The staying power will come from the check-off funding—a kind of self-imposed tax that the paper industry will remit for as long as it decides to keep the campaign in effect. The USDA, which sanctions check-offs for non-branded promotional drives on behalf of agricultural products, deems paper and packaging to be in this category because they come from the harvesting of trees.
In November 2013, using a list of eligible paper manufacturers and importers supplied by AF&PA, the USDA held a referendum in which 85% of those polled voted to assess themselves for check-off participation. These suppliers, representing 95% of the paper industry’s total volume, agreed to pay a fee of 35 cents per short ton on their shares of printing, writing, and office, and Kraft papers, paperboard, and corrugated board. P&PB invoices the participants quarterly based on the previous quarter’s production.
The check-off became binding for the industry on January 22, 2014. It has a seven-year term that participants can vote to terminate or extend, and follow-up referendums can be requested at any time by the program’s board of directors or 10% of those eligible to vote. While it is in force, every company that annually makes or imports more than 100,000 short tons of the assessable grades must pay the quarterly fee or answer to the USDA.

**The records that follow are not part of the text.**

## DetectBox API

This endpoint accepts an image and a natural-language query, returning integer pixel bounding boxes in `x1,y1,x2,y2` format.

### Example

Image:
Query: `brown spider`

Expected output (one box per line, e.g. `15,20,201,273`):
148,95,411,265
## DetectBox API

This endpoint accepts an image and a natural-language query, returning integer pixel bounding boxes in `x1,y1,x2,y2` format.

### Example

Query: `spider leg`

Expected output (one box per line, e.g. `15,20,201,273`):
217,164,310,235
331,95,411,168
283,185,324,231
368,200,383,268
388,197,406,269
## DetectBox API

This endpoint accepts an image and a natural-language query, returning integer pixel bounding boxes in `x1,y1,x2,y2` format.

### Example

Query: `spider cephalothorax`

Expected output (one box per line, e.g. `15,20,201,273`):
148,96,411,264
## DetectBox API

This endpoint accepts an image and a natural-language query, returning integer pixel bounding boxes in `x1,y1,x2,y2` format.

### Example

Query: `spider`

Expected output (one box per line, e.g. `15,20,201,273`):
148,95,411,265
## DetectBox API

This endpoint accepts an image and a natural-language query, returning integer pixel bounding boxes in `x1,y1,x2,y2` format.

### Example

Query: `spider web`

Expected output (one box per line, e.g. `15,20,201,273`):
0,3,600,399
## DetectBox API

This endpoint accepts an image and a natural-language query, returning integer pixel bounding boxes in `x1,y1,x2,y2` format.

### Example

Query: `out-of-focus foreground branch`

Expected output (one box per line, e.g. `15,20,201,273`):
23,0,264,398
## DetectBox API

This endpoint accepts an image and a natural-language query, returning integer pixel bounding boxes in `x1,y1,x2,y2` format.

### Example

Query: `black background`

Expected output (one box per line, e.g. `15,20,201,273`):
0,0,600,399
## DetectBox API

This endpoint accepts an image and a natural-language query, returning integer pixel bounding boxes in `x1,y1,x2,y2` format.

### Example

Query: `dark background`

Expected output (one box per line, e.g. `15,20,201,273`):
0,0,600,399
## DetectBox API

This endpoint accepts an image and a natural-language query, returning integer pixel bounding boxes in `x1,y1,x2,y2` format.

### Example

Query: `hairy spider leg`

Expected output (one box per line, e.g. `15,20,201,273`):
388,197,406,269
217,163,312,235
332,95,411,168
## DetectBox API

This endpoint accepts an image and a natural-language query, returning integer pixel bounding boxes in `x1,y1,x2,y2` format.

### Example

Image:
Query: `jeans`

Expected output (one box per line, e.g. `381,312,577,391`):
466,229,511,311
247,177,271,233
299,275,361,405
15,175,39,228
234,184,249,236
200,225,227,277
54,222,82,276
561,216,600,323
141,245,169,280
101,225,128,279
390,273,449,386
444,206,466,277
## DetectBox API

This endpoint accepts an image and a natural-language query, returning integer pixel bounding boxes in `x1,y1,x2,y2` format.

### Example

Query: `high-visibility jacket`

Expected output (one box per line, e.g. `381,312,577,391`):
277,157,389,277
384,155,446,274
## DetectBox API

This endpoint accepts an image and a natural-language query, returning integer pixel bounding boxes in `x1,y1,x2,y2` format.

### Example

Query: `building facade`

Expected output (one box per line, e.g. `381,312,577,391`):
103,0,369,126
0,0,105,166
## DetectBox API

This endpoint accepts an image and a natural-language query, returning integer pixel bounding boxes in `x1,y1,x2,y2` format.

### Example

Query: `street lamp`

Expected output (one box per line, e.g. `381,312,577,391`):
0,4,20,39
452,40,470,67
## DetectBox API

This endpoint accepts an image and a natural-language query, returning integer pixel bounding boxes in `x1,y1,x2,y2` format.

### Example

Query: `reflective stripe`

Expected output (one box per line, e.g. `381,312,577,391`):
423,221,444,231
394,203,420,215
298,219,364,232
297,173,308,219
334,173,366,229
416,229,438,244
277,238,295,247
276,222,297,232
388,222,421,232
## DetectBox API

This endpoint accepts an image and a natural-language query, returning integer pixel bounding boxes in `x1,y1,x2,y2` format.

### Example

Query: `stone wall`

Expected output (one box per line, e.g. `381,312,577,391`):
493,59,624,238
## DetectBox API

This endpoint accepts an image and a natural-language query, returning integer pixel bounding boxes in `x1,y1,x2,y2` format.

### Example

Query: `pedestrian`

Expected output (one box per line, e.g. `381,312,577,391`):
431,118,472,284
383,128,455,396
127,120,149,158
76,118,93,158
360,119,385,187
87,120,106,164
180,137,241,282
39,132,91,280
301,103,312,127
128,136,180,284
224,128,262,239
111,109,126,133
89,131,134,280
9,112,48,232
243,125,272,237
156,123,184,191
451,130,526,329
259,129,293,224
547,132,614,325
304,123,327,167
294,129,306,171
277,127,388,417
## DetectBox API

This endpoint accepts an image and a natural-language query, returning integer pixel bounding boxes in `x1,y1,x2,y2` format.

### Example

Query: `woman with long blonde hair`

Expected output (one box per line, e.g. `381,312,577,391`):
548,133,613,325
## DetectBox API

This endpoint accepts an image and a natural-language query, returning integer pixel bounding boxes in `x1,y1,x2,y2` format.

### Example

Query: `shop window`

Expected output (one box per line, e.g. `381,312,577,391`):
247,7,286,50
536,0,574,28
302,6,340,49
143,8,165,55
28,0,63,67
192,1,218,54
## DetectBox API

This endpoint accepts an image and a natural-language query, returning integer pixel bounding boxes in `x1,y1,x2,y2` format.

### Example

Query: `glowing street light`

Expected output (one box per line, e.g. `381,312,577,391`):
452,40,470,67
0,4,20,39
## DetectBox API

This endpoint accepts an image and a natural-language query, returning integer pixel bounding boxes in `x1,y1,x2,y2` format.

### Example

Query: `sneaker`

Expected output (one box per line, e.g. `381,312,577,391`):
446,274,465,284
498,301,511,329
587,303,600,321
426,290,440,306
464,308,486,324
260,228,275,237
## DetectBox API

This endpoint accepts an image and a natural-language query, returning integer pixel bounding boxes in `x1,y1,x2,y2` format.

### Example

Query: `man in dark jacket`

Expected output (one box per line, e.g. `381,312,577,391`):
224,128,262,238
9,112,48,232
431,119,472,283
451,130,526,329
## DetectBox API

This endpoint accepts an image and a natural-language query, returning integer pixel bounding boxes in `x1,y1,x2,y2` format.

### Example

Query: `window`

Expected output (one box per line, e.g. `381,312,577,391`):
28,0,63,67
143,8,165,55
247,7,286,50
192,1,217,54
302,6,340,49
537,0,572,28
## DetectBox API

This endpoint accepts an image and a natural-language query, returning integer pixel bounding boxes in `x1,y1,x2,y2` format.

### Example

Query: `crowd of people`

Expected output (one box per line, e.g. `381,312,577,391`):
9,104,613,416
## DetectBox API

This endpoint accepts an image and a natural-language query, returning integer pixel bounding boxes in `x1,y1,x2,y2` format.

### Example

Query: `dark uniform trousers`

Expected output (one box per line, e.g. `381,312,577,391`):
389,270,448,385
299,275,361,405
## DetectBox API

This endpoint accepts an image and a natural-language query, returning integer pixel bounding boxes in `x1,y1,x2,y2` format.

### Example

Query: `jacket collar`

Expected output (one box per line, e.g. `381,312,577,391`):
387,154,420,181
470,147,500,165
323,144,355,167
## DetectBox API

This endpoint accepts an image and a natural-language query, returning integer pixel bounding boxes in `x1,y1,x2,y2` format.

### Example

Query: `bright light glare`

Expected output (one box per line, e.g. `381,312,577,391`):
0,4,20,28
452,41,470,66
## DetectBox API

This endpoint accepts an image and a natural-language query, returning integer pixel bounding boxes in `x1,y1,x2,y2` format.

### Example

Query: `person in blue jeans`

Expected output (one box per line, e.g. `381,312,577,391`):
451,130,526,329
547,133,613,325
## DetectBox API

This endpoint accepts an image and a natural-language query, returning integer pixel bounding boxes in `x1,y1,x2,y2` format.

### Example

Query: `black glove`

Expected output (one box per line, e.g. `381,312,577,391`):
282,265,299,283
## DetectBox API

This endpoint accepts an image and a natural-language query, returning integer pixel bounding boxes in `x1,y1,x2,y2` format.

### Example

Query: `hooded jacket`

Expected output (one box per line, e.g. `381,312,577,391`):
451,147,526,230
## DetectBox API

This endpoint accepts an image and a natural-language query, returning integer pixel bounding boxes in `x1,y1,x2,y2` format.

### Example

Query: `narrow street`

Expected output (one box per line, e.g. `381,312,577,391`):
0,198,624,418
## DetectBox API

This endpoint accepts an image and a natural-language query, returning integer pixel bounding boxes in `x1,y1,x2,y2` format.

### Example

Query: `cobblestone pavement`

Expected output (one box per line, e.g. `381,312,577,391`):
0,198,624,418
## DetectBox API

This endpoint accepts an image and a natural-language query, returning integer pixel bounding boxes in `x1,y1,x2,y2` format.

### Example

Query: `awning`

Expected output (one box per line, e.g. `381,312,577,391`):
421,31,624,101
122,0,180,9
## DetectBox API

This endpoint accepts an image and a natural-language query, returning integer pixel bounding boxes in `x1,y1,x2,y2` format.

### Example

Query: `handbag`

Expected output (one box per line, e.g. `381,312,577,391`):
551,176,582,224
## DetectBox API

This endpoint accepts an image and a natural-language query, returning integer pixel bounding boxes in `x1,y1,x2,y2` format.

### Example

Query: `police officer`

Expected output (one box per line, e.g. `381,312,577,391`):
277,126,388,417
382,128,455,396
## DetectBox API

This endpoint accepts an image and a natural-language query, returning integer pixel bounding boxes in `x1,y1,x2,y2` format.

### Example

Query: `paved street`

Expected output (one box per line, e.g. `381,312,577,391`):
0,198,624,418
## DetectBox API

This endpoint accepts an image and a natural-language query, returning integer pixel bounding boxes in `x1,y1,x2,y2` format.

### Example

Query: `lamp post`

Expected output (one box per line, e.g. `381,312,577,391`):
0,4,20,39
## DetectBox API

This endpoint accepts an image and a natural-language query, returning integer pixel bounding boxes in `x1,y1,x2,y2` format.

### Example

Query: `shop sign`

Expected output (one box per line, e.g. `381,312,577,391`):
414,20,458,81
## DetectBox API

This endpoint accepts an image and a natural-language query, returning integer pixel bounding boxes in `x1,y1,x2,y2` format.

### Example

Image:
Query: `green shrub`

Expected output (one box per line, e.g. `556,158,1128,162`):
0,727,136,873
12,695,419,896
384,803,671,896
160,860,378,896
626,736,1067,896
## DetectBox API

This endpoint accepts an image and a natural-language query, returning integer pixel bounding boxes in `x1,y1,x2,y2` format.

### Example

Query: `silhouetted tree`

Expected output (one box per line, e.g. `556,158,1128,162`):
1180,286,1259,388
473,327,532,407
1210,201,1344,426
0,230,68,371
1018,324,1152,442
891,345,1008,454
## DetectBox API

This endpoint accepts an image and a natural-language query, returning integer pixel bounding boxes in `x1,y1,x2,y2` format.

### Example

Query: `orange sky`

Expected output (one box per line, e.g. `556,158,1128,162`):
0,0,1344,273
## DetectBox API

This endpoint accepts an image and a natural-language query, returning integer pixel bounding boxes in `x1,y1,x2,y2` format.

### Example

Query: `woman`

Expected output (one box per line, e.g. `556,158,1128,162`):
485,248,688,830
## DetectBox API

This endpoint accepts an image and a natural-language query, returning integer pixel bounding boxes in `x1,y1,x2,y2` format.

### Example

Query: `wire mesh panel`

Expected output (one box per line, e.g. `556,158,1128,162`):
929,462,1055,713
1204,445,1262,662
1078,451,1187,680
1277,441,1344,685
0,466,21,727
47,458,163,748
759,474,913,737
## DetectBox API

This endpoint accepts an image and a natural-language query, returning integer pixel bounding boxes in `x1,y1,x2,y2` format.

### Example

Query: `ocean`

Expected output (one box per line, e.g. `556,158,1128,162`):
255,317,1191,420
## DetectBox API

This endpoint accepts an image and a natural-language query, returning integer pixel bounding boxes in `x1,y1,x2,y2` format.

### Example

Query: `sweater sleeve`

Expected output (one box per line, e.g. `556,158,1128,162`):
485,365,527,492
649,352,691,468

Hansan notes that although the check-off has the mandate of a government agency behind it, it isn’t a government program—the USDA contributes no resources except for oversight. The thing to keep in mind, she says, is the fact that the industry’s nearly universal participation in the program is generating a lot of money that can be used to do a lot of good.
Check-off funds can’t be earmarked for lobbying or advocacy, but they can be budgeted for informational, educational, and promotional activities in support of an industry’s products. Hansan says that by the end of this year, P&PB will have spent about $19 million on paid media placements and roughly another $1 million on publicity designed to draw attention to the campaign: for example, a back-to-school promotion to remind students of the value of taking handwritten notes. After that, there will be $20 million to $25 million to spend annually through the end of the campaign. The econometric analysis measuring the effectiveness of the program must be given to the USDA before the end of year five.
Results don’t yet exist to be measured, but Hansan is confident that they will be forthcoming. A marketing communications professional for 30 years, she has managed similar promotions for canned tuna, plastics, chemicals, and flowers. She says that because “Paper & Packaging – How Life Unfolds” is launching with the same depth of research, rigor of testing, and clarity of purpose as any of those projects, it has as much “insurance” for success as it’s possible to give a campaign of this kind.
Hansan understands the long-term challenges that paper products are up against: baseless negative publicity about their environmental impacts; alternatives that cause people to need less paper than they used to. But she insists that the biggest danger the paper industry faces “is the risk of doing nothing” to preserve the consumer preference its products still enjoy.
She also knows that advertising is an “art form” and that as such, its outcomes can’t be forecasted or guaranteed. For this reason, the strategic vision behind the media buys is where success for “Paper & Packaging – How Life Unfolds” will have to come from.
“Fingers crossed,” Hansan says, “we have that piece in place.”